Diesem Bild sollte eine weitere letzte Komponente hinzugefügt werden, nämlich die kontinuierliche Militarisierung der amerikanischen Gesellschaft. All dies wird vom Wirtschaftshistoriker Alfred Chandler gut beschrieben. Zu den wirtschaftlichen Lehren des Zweiten Weltkriegs sagte er Folgendes: „Der Staat hat viel mehr ausgegeben, als selbst der leidenschaftlichste Anhänger des New Deal erwartet hätte. Die meisten Produkte, für die diese Mittel ausgegeben wurden, wurden zerstört oder auf den Schlachtfeldern in Europa und Asien zurückgelassen. Aber die dadurch gestiegene Nachfrage brachte der Nation eine Zeit des Wohlstands, wie wir sie noch nie zuvor gekannt haben. “
Hinzu kommt, dass der darauffolgende Kalte Krieg zu einer noch größeren Unpolitizität der amerikanischen Gesellschaft führte und ein psychologisches Umfeld schuf, in dem der Staat die Möglichkeit hat, in die Wirtschaft einzugreifen - teils durch Finanzpolitik, teils durch öffentliche Arbeiten und öffentliche Dienstleistungen, aber natürlich in hohem Maße durch Militärausgaben.
Samuel Downer, Vizepräsident von LTV Aerospace, erklärte, warum die Nachkriegswelt auf militärische Befehle angewiesen sein sollte: "Wir werden die Verteidigungsausgaben erhöhen, bis wir diese Bastarde in Russland einholen und überholen."

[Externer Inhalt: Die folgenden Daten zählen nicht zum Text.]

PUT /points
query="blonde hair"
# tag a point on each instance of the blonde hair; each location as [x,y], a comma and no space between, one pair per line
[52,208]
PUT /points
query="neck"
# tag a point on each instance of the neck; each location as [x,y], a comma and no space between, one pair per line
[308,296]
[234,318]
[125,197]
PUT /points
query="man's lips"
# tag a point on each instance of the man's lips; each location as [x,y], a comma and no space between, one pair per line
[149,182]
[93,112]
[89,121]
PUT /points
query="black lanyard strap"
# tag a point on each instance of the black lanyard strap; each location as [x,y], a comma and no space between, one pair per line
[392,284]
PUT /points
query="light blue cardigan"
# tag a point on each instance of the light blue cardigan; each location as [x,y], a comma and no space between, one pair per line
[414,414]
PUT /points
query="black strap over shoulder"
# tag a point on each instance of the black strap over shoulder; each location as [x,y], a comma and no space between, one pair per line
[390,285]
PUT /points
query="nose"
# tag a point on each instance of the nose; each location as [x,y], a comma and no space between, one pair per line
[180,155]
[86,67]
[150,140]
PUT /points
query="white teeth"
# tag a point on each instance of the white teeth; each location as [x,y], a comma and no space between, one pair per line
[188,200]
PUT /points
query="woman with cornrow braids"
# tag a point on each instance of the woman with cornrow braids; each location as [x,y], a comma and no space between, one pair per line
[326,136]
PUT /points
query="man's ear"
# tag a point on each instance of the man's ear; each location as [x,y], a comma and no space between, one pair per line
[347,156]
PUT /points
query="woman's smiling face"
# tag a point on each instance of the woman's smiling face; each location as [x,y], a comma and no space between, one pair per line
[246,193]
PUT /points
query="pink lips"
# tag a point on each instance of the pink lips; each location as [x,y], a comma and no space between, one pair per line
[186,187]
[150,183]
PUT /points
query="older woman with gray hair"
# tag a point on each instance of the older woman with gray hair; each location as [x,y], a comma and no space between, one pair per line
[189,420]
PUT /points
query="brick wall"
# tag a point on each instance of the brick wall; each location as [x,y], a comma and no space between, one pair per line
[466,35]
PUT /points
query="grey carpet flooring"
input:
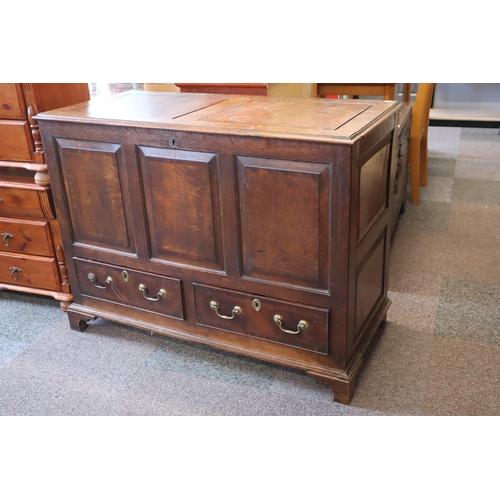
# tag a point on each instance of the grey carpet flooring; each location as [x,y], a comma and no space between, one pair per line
[437,355]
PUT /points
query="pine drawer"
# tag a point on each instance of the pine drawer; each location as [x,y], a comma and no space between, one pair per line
[26,236]
[30,271]
[16,143]
[21,202]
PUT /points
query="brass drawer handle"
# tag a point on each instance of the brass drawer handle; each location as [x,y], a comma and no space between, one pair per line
[5,239]
[161,293]
[236,310]
[14,271]
[303,325]
[93,279]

Natürlich sind „diese Bastarde“ in diesem tödlichen und zynischen Spiel keineswegs vor uns, aber dies stört solche Anschuldigungen nicht besonders.Der Kalte Krieg ist ein Weg der internen Kontrolle, ein Instrument, um Paranoia und Psychose auszulösen, wenn die Steuerzahler bereit sind, einen großen Subventionsstrom für technisch fortgeschrittene Sektoren der amerikanischen Industrie und Unternehmen bereitzustellen.

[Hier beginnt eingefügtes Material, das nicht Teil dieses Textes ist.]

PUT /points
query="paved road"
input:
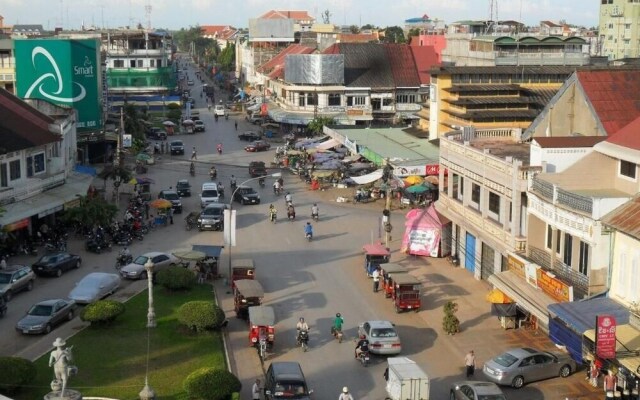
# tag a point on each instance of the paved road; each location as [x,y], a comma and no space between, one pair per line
[310,279]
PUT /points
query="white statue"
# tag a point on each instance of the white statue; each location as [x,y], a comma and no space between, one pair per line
[60,359]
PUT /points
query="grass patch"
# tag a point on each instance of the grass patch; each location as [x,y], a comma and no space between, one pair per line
[112,360]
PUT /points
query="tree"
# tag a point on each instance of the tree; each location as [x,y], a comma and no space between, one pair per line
[326,17]
[394,34]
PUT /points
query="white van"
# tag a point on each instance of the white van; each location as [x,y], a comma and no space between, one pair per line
[209,194]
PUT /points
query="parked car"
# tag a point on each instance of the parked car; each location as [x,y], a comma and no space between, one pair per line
[518,366]
[249,136]
[183,188]
[56,263]
[199,126]
[475,390]
[174,198]
[212,217]
[257,168]
[382,336]
[42,317]
[246,195]
[94,287]
[136,270]
[177,147]
[14,279]
[257,145]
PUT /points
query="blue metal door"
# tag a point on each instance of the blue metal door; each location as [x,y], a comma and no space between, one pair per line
[470,253]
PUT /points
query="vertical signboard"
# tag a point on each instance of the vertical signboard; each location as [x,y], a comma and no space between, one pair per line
[606,336]
[64,72]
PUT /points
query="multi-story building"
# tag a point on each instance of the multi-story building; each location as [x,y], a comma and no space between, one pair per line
[37,160]
[619,29]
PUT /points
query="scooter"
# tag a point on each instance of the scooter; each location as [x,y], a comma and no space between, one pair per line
[302,340]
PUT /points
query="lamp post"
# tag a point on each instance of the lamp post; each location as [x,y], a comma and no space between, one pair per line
[151,314]
[231,242]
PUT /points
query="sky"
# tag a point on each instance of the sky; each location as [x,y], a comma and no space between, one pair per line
[176,14]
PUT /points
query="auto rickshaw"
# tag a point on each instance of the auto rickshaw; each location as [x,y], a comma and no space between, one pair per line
[406,292]
[247,293]
[374,255]
[262,321]
[242,269]
[386,274]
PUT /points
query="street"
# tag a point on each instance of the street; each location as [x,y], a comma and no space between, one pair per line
[314,280]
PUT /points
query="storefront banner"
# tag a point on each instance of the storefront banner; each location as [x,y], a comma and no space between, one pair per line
[606,336]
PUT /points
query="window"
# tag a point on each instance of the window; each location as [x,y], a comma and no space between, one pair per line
[566,257]
[334,99]
[628,169]
[583,265]
[494,203]
[475,193]
[14,170]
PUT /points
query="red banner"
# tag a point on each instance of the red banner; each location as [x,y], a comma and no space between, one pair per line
[606,336]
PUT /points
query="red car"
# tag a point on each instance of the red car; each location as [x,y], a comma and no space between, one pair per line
[258,145]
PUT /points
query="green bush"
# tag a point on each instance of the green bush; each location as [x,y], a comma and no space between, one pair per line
[102,311]
[200,316]
[211,384]
[15,372]
[176,278]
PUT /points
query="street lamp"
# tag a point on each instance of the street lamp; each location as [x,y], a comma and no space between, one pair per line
[231,243]
[151,314]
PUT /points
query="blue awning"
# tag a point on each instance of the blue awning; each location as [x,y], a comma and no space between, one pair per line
[580,316]
[211,251]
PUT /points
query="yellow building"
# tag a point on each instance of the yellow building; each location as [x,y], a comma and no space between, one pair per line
[490,97]
[619,29]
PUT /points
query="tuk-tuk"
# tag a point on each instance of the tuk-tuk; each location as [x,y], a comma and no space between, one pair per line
[386,273]
[374,255]
[406,292]
[262,321]
[242,269]
[247,293]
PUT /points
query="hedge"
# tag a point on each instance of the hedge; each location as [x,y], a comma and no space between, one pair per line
[201,315]
[102,311]
[211,384]
[15,372]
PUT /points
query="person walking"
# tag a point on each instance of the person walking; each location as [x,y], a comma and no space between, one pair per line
[470,363]
[255,390]
[376,279]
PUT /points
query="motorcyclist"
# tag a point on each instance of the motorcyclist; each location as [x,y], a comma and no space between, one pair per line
[308,230]
[362,346]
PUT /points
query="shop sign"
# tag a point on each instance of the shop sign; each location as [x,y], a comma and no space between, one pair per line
[606,336]
[554,287]
[23,223]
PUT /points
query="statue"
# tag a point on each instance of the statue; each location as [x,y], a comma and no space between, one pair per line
[60,359]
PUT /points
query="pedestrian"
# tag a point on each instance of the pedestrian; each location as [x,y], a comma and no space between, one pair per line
[255,390]
[376,279]
[345,395]
[470,363]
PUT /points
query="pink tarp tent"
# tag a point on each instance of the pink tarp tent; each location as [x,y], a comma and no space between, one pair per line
[423,232]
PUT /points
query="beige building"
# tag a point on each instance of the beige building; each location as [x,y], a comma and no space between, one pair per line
[619,29]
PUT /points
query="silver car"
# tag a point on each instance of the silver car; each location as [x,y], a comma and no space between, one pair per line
[516,367]
[382,336]
[475,390]
[95,286]
[136,270]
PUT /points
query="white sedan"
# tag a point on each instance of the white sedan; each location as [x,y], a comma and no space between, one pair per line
[95,286]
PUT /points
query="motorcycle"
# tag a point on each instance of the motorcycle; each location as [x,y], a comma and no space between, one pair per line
[123,259]
[302,340]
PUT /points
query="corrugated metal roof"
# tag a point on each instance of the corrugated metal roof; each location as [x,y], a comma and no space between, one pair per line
[625,218]
[614,95]
[629,136]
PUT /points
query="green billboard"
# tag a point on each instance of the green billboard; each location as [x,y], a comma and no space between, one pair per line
[64,72]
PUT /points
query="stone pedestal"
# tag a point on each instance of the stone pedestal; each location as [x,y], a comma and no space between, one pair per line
[69,394]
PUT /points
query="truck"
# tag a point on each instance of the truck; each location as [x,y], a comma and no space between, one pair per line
[406,380]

In vielerlei Hinsicht ist die amerikanische Gesellschaft in der Tat offen und liberale Werte bleiben darin erhalten. Wie die Armen, Schwarzen und andere ethnische Minderheiten in diesem Land wissen, ist die liberale Schicht jedoch extrem dünn. Mark Twain sagte einmal: "Durch die Gnade Gottes haben wir in Amerika drei unschätzbare Gaben erhalten: Redefreiheit, Gewissensfreiheit und Klugheit, die uns davon abhält, sie zu benutzen."
Wenn wir nicht mehr mit dem übereinstimmen, was von uns regiert wird (was wir vielleicht tun sollten), würden wir diesen Menschen und den Interessen, die sie vertreten, nicht länger erlauben, die amerikanische Gesellschaft zu kontrollieren und uns ihr Konzept der Weltordnung und ihre Vorstellungen von der richtigen politischen und wirtschaftlichen Entwicklung aufzuzwingen.